Gremlin Infrastructure Attacks

Intro to Attacks

Gremlin is a simple, safe and secure way to use Chaos Engineering to improve system resilience. The Gremlin Platform provides a range of attacks which you can run against your infrastructure. This includes Resource Gremlins, Network Gremlins and State Gremlins. It is also possible to schedule regular attacks, create attack templates and view attack reports.

How to run attacks with Gremlin

Gremlin provides a library of possible failure modes to test. You can impact system resources, delay or drop network traffic to your dependencies, shut down your hosts, and much more!

Visit the attack creation page to start testing your infrastructure today. Go to the active attacks page to monitor ongoing attacks.

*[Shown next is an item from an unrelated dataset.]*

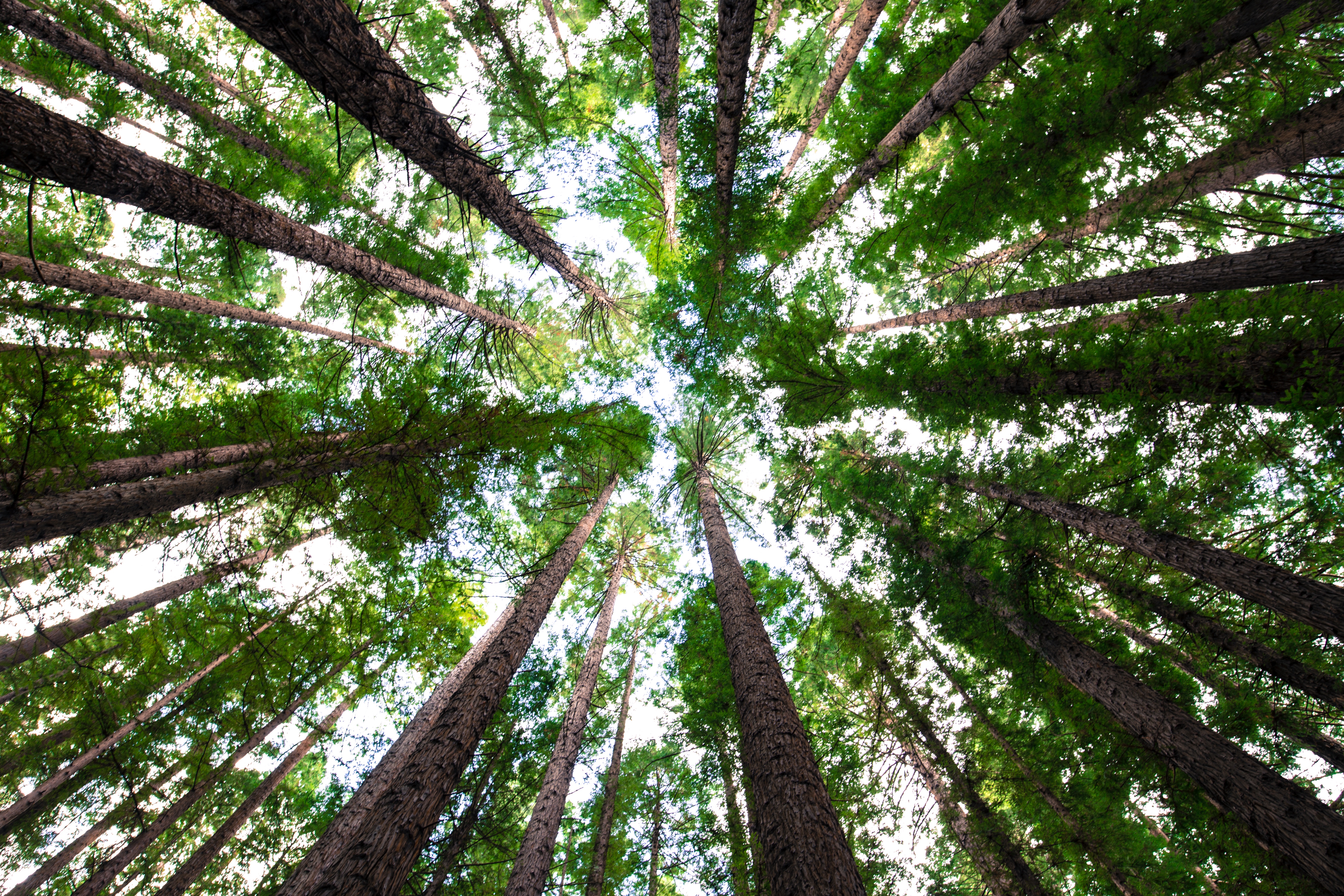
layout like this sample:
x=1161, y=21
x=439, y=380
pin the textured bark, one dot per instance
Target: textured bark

Each attack, or “gremlin”, tests your resilience in a different way:

How to use Resource Gremlins

Resource gremlins are a great starting point – simple to run and understand. They reveal how your service degrades when starved of CPU, memory, IO, or disk.

Gremlin Impact
CPU Generates high load for one or more CPU cores.
Memory Allocates a specific amount of RAM.
IO Puts read/write pressure on I/O devices such as hard disks.
Disk Writes files to disk to fill it to a specific percentage.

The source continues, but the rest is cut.